Ford functions as a command-and-control node and an air defense anchor as much as a strike deck. The Navy’s Cooperative Engagement Capability is designed to fuse sensor data across ships and aircraft into a shared composite track picture and enable engagements using remote sensor inputs, effectively stretching the defended footprint of a force. In Epic Fury, that network-centric architecture sits alongside the broader U.S. and partner air and missile defense posture that has been intercepting missiles and drones, including Patriot and THAAD batteries and ballistic missile defense-capable destroyers. The operational effect is to shorten the sensor-to-shooter chain, improve raid handling against saturation threats, and keep limited interceptor inventories allocated where they matter most.

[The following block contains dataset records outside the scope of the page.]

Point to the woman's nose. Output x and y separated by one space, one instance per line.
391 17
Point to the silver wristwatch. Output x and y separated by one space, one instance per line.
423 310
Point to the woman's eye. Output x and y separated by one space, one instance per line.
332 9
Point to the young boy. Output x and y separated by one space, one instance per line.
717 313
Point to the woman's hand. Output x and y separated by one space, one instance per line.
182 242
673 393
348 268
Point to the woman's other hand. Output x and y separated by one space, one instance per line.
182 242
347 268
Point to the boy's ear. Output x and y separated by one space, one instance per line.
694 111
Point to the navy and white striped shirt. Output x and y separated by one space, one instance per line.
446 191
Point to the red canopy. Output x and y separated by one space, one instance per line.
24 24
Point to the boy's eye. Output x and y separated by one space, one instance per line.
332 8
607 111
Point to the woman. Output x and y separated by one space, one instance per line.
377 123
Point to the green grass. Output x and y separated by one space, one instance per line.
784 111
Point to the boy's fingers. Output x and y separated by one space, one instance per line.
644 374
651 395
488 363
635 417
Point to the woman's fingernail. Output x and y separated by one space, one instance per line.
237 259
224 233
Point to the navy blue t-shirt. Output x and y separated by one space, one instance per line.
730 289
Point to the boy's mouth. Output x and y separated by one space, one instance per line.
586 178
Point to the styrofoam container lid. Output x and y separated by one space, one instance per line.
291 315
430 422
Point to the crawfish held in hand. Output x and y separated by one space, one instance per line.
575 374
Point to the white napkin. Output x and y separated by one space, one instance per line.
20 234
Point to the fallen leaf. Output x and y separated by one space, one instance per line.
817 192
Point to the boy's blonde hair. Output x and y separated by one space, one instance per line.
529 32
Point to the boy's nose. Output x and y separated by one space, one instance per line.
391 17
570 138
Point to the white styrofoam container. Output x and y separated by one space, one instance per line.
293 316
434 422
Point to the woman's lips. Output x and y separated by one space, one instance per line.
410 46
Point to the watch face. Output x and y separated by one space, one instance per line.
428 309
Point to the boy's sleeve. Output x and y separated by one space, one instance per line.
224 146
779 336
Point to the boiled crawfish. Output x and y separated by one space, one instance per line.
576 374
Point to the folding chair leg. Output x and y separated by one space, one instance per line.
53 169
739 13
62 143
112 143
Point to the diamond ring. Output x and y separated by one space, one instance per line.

Ford’s Eastern Mediterranean stationing is also a deliberate geometry choice for the Iran problem set. From that axis, carrier air can contribute to long-range strike packages and maritime interdiction while complicating Iranian planning for air defense coverage, warning time, and counterstrike vectors. The opening phase of Epic Fury emphasized Iran’s command and control, naval forces, missile sites, and intelligence infrastructure, with Tomahawks among the first weapons employed. Within that maritime layer, U.S. forces struck Iran’s Shahid Bagheri, described as a drone and helicopter carrier and a symbol of Tehran’s attempt to push aviation to sea. Striking such a platform is less about tonnage than about collapsing Iran’s ability to disperse drones, helicopters, and sensors across maritime space.
This deployment is also a stress test of naval endurance and industrial assumptions. Navy leadership has acknowledged Ford’s extended time away from home after departing Norfolk on June 24, 2025, placing the ship more than eight months into an extended deployment. The carrier conducted a resupply stop at Souda Bay, Crete, before taking station for Epic Fury, underscoring that even nuclear-powered carriers remain tied to a logistics rhythm for aviation fuel, weapons, and critical parts. The subtext for industry is clear: whatever early developmental challenges once defined EMALS, arresting gear, and advanced elevators, the Navy is now placing Ford’s systems under real operational demand, where reliability converts directly into strike volume and response time.
Strategically, Ford’s presence matters because it is one of the few assets the United States can reposition quickly that immediately changes a theater’s balance of airpower, intelligence, and defensive capacity. A carrier strike group is not just a platform; it is a sovereign, mobile airbase with escorts that can launch strikes, provide persistent ISR and airborne warning, and defend itself while operating in contested waters. In the Epic Fury context, the two-carrier posture signals escalation control through options: Washington can widen or narrow its operational aperture without negotiating access, exposing host-nation infrastructure, or committing ground combat power. For Iran, it forces a resource-intensive response across multiple axes and compresses decision cycles, because the carrier’s location is variable and its air wing can shift from defensive counter-air to offensive strike in a single deck cycle.